Jordan was re-signed to a one-year restricted free agent tender on March 22, 2010. He beat out Moise Fokou for the starting strongside linebacker job in the preseason, but was replaced by Fokou after starting the first four games of the season.

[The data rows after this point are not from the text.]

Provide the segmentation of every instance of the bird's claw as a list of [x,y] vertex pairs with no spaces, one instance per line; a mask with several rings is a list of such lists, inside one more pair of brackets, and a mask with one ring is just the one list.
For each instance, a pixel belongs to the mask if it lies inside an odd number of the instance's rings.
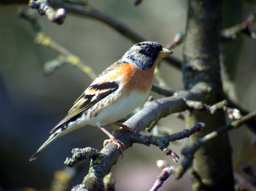
[[122,147],[124,147],[124,144],[120,141],[119,140],[116,139],[114,137],[113,137],[111,139],[106,139],[103,142],[103,146],[105,147],[109,142],[112,142],[117,146],[117,149],[119,149],[120,151],[120,154],[122,155],[122,158],[123,157],[123,149]]

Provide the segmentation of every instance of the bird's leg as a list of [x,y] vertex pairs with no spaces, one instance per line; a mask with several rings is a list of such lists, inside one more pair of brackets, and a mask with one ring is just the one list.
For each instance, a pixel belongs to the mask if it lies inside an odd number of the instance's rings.
[[124,125],[122,123],[117,123],[116,122],[114,122],[112,123],[112,124],[117,125],[121,127],[122,128],[118,129],[116,129],[114,131],[113,133],[114,134],[117,133],[119,132],[122,131],[128,131],[131,132],[132,133],[136,133],[135,130],[133,129],[132,129],[130,128],[127,125]]
[[104,141],[103,143],[103,146],[105,147],[107,144],[109,142],[112,142],[117,146],[117,149],[119,149],[120,150],[120,153],[122,155],[122,158],[123,157],[123,150],[122,149],[122,147],[124,147],[124,144],[120,141],[119,140],[116,139],[116,138],[113,135],[111,134],[107,131],[103,127],[101,126],[99,127],[100,129],[103,131],[107,135],[107,136],[110,138],[109,139],[106,139]]

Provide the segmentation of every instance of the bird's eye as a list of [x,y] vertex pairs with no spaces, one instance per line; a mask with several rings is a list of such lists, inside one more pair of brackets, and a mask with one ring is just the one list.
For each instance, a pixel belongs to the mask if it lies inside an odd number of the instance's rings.
[[150,48],[147,48],[146,49],[146,52],[149,54],[152,52],[152,49],[150,49]]

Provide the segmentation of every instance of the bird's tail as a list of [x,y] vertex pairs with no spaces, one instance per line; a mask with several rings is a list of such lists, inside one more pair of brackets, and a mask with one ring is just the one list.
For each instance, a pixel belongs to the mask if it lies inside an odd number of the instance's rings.
[[[59,131],[59,132],[58,132]],[[61,133],[61,131],[57,131],[53,133],[48,138],[48,139],[44,142],[43,144],[38,149],[35,154],[34,154],[31,158],[29,159],[30,161],[32,161],[36,159],[38,155],[47,147],[53,141],[60,136],[60,134]]]

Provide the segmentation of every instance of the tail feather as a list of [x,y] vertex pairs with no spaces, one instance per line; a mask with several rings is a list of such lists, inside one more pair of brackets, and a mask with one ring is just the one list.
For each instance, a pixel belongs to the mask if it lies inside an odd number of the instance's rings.
[[36,151],[35,154],[34,154],[31,158],[29,159],[30,161],[32,161],[36,159],[36,158],[38,156],[38,155],[45,149],[47,146],[48,146],[53,141],[57,139],[60,135],[61,131],[60,132],[58,132],[58,131],[54,133],[53,134],[51,135],[48,139],[44,142],[43,144]]

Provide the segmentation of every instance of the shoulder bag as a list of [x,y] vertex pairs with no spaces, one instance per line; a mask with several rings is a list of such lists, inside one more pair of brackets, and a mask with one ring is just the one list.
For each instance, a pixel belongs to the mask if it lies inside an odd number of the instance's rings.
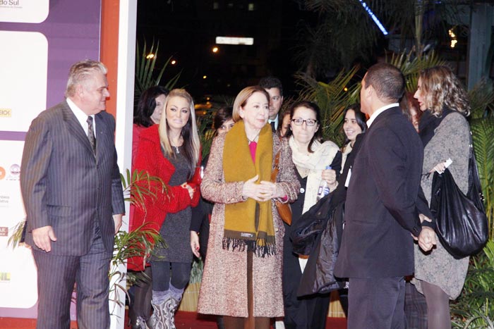
[[457,259],[480,252],[487,242],[488,223],[473,147],[469,159],[469,189],[465,195],[446,169],[434,173],[430,211],[436,233],[445,249]]

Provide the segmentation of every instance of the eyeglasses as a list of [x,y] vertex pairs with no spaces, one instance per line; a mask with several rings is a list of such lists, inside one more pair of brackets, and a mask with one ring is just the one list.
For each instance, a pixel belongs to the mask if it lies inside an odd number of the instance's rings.
[[306,123],[307,125],[309,127],[312,127],[313,125],[315,125],[315,124],[318,123],[317,120],[314,119],[307,119],[307,120],[303,120],[301,118],[297,118],[296,119],[291,119],[291,121],[295,123],[296,125],[302,125],[303,123]]

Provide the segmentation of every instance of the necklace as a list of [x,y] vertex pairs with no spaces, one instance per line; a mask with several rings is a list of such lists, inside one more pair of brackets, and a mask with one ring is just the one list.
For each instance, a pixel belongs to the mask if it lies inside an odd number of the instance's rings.
[[259,134],[260,134],[260,130],[259,130],[259,132],[258,132],[258,135],[254,136],[254,138],[253,138],[252,139],[251,139],[248,137],[248,136],[247,136],[247,134],[246,134],[246,137],[247,137],[247,140],[248,141],[248,144],[253,143],[254,142],[255,142],[255,139],[258,138],[258,137],[259,137]]

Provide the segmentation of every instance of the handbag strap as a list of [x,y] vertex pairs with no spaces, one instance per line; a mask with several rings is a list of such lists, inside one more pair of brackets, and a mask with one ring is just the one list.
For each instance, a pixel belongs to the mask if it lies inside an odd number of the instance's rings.
[[485,212],[483,206],[484,197],[482,193],[482,187],[481,185],[481,180],[478,177],[478,168],[477,168],[477,161],[475,159],[475,152],[474,151],[474,141],[471,137],[471,131],[470,132],[470,149],[469,156],[469,189],[466,192],[466,196],[474,201],[475,206],[479,210]]
[[[279,138],[279,141],[281,142],[282,139],[281,137]],[[282,149],[279,149],[279,151],[278,151],[276,154],[276,156],[275,156],[275,166],[272,168],[272,171],[271,172],[271,181],[273,182],[276,182],[276,177],[278,175],[278,172],[279,171],[279,154],[282,153]]]

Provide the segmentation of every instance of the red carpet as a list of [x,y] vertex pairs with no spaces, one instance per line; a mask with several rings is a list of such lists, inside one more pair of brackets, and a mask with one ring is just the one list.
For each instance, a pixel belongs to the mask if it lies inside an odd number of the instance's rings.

Jordan was not offered a tender following the 2010 season. He was re-signed to a one-year contract on July 30, 2011. He was re-signed again to a two-year contract on September 6.

===Kansas City Chiefs===
Jordan agreed to terms on a one-year deal with the Kansas City Chiefs on April 13, 2013, reuniting him with former head coach Andy Reid.

===Washington Redskins===
Jordan signed with the Washington Redskins on March 19, 2014. He was placed on the active roster on October 18, 2014. On November 25, the Redskins waived him off their injured reserve.

===Toronto Argonauts===
On September 12, 2017, Jordan signed with the Toronto Argonauts of the Canadian Football League. Jordan made his debut on October 7, 2017 against the Saskatchewan Roughriders and made 10 tackles. Jordan played in 4 games in 2017, and played in 15 games in 2018. After receiving an extension prior to free agency opening, Jordan was released following the 2019 preseason. In 19 regular season games with the Argos, Jordan produced 41 tackles, 9 special teams tackles, and a forced fumble.

==NFL career statistics==

Legend
| Bold | Career high |

===Regular season===

Year: Team; Games; Tackles; Interceptions; Fumbles
GP: GS; Cmb; Solo; Ast; Sck; TFL; Int; Yds; TD; Lng; PD; FF; FR; Yds; TD
2007: PHI; 9; 1; 20; 17; 3; 0.0; 2; 0; 0; 0; 0; 0; 0; 0; 0; 0
2008: PHI; 16; 6; 62; 53; 9; 0.0; 7; 0; 0; 0; 0; 0; 0; 2; 0; 0
2009: PHI; 12; 10; 71; 60; 11; 1.0; 5; 2; 14; 0; 11; 6; 0; 0; 0; 0
2010: PHI; 16; 3; 26; 22; 4; 0.0; 2; 0; 0; 0; 0; 1; 0; 0; 0; 0
2011: PHI; 15; 7; 40; 32; 8; 0.0; 1; 0; 0; 0; 0; 0; 0; 0; 0; 0
2012: PHI; 14; 7; 45; 36; 9; 0.0; 4; 0; 0; 0; 0; 0; 2; 0; 0; 0
2013: KAN; 16; 10; 67; 54; 13; 0.0; 3; 0; 0; 0; 0; 0; 2; 0; 0; 0
2014: WAS; 2; 0; 1; 0; 1; 0.0; 0; 0; 0; 0; 0; 0; 0; 0; 0; 0
100; 44; 332; 274; 58; 1.0; 24; 2; 14; 0; 11; 7; 4; 2; 0; 0

===Playoffs===

Year: Team; Games; Tackles; Interceptions; Fumbles
GP: GS; Cmb; Solo; Ast; Sck; TFL; Int; Yds; TD; Lng; PD; FF; FR; Yds; TD
2008: PHI; 3; 3; 13; 8; 5; 0.0; 0; 0; 0; 0; 0; 0; 0; 0; 0; 0
2009: PHI; 1; 0; 4; 3; 1; 0.0; 0; 0; 0; 0; 0; 0; 0; 0; 0; 0
2010: PHI; 1; 0; 0; 0; 0; 0.0; 0; 0; 0; 0; 0; 0; 0; 0; 0; 0
2013: KAN; 1; 0; 0; 0; 0; 0.0; 0; 0; 0; 0; 0; 0; 0; 0; 0; 0
6; 3; 17; 11; 6; 0.0; 0; 0; 0; 0; 0; 0; 0; 0; 0; 0

==Personal life==
Jordan and two of his James Madison teammates were charged with assault and battery by a teammate in February 2006. The teammate dropped the charges on March 20, 2006, but gave no reason for doing so. Jordan was arrested and served with a citizen-obtained warrant for misdemeanor assault and battery in Harrisonburg, Virginia, on June 19, 2011.